Eh, Levels?


Yesterday results of the UK’s Advanced Level (A-Level) exams were announced, prompting a blip of excitement among university-bound British students and my own sympathetic blip of curiosity.

In case I haven’t mentioned it before, the exam culture in the UK (and perhaps the rest of the world) is a bit more pronounced than in the US. A-levels are subject exams taken over the final two years of secondary school (“sixth form”). Further, these exams are really important: whereas final-year American students often get a case of `senioritis‘ after sending off college applications, UK university offers are conditional on A-level performance. That means a student hasn’t secured a place at a university until this time of year, just two months before the academic term begins.

This year’s exam had the highest number of top marks, with over a quarter of students getting A’s. Starting next year, a new A* grade will be introduced for students who score over 90% on an exam. But the rising number of top marks has led some to think about an A** grade in the near future. And yet somehow my UK friends still seem perplexed when I try to explain grade inflation to them.

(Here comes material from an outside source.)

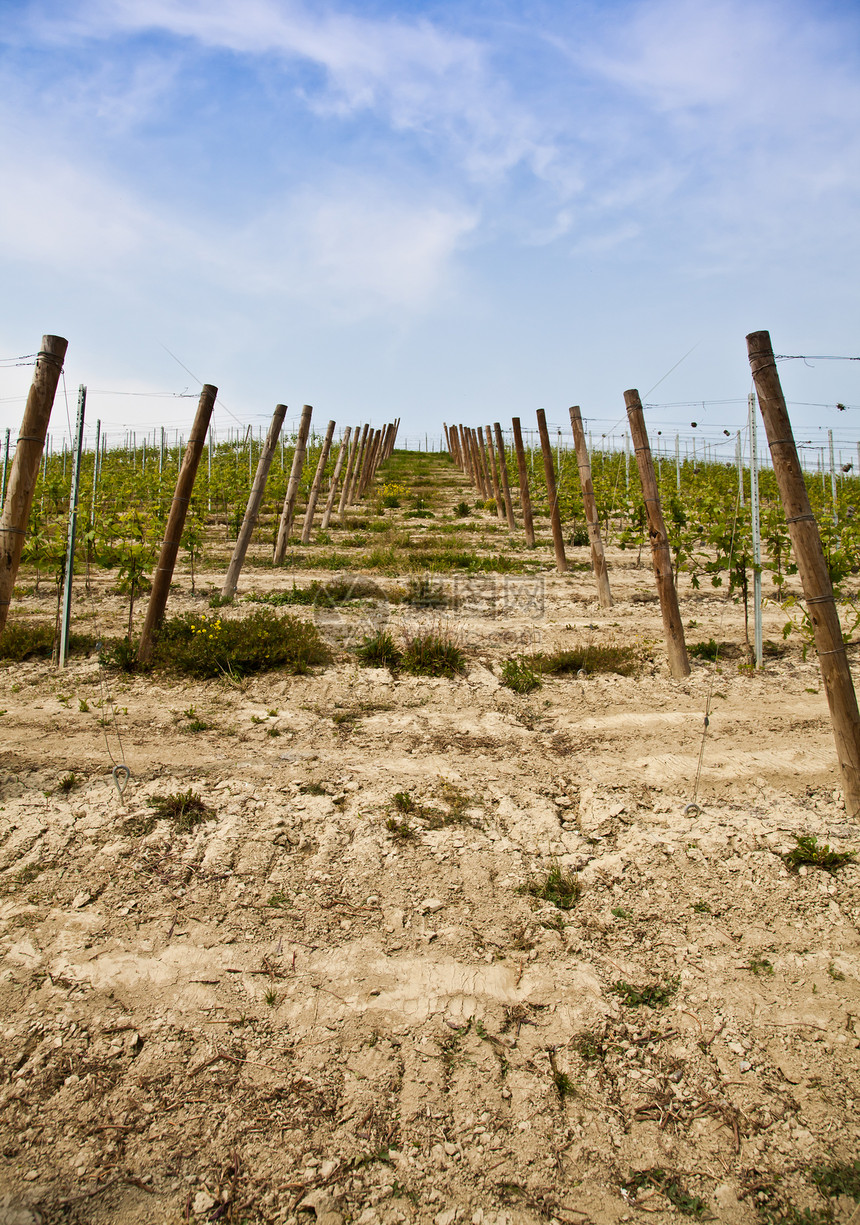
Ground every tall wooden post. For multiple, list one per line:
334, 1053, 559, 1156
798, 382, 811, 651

Apparently this is the time of year when critics of the A-level system can have their voice heard, a good summary of the arguments can be found in today’s The Guardian. Of more direct interest to this blog, Channel 4 reports that the low number of students taking the physics (among other sciences) A-level should have UK academics worried. Part of an explanation may be found in reports that some UK (and Australian) schools are discouraging students from taking difficult subjects—like math and science—so that the school’s overall test scores are better.

Congrats on all who did well on their exams.